User: Tomorrow morning, the earliest available
available_tools (tool descriptions adapted by JSON schemas):
book_flight: Book a flight between two cities
- origin (required): Departure city code (e.g., "JFK", "LAX")
- destination (required): Arrival city code
- date (required): Flight date in YYYY-MM-DD format
- time_preference (optional): "morning", "afternoon", or "evening"
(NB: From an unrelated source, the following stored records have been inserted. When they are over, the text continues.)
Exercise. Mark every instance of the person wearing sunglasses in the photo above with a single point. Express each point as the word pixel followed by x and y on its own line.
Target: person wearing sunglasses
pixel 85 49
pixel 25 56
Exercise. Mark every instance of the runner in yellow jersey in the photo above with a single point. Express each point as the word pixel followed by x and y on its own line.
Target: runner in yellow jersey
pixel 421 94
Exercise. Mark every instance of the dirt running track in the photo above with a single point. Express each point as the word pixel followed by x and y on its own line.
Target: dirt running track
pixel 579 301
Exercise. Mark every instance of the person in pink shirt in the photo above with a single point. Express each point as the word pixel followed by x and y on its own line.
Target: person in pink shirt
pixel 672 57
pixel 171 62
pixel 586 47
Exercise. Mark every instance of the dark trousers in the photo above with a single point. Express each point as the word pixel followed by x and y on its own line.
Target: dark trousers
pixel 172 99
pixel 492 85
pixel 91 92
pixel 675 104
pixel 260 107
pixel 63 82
search_hotels: Search for hotel accommodations
- city (required): City name or code
- check_in (required): Check-in date in YYYY-MM-DD format
- check_out (required): Check-out date in YYYY-MM-DD format
tool_selection (the LLM’s tool invocation adapted from tool_calls in the output):
book_flight(origin="JFK", destination="LAX", date="2024-01-15", time_preference="morning")
Additional tips:
- Include full conversation context - The evaluator considers the entire conversation history to validate argument values
- Multi-tool invocations are supported - If the LLM calls multiple tools, include all invocations in the
tool_selection field
Output Interpretation
The evaluator returns a Score object with the following properties:
| Property | Value | Description |
|---|
label | "correct" or "incorrect" | Classification result |
score | 1.0 or 0.0 | Numeric score (1.0 = correct, 0.0 = incorrect) |
explanation | string | LLM-generated reasoning for the classification |
direction | "maximize" | Higher scores are better |
metadata | object | Additional information such as the model name. When tracing is enabled, includes the trace_id for the evaluation. |
Usage Examples
from phoenix.evals import LLM
from phoenix.evals.metrics import ToolInvocationEvaluator
# Initialize the LLM client
llm = LLM(provider="openai", model="gpt-4o")
# Create the evaluator
tool_invocation_eval = ToolInvocationEvaluator(llm=llm)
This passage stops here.